Estate Administration Assistance in the Conejo Valley
Losing a loved one is never easy, no matter the circumstances. In the immediate aftermath, you will understandably be dealing with an unimaginable amount of grief and pain. Despite these realities and the vulnerability of your position, you may be asked to step up and oversee the administration of your loved one's estate. California probate can quickly become overwhelming if you are unfamiliar with the process.
At the Law Offices of Kent W. Keating, we are prepared to offer the compassionate guidance you need to confidently navigate matters of estate administration. Our Thousand Oaks probate lawyer has over 35 years of experience and fully understands what you are going through. We recognize that the last thing you want to do is become mired in legal procedures, which is why we will always work to settle your loved one's estate quickly as possible.
Who Serves as the Executor in California?

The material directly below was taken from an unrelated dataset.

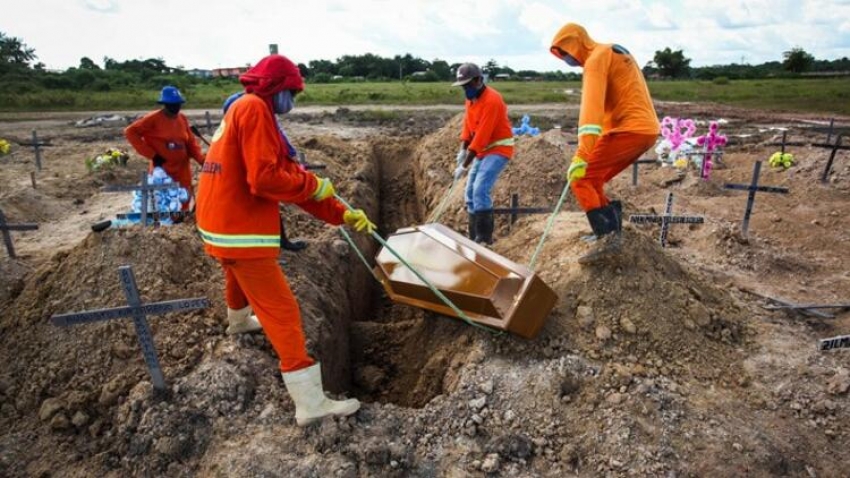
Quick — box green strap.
[484,136,516,151]
[528,179,570,271]
[334,194,504,335]
[339,227,378,280]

The executor is the person who assumes control of an estate and is responsible for its administration. In other words, they are in charge of probate until the estate is closed and will need to work with the applicable court to settle the deceased person's affairs.
If the deceased person left behind a will, the document should include their choice of executor. Typically, people will choose someone they trust to make smart choices and honor their final instructions. If the California court accepts the will as valid, they will almost always recognize the deceased's requested executor.
But what happens if the chosen executor is deceased, unavailable, or unwilling? What if the will is ruled to be invalid or there is no will at all?
In scenarios where this is no clear executor, another interested party has the right to come forward and nominate themselves for the role. Family members tend to receive preference, but friends or other interested parties – such as a creditor, lawyer, or banker – may also be considered.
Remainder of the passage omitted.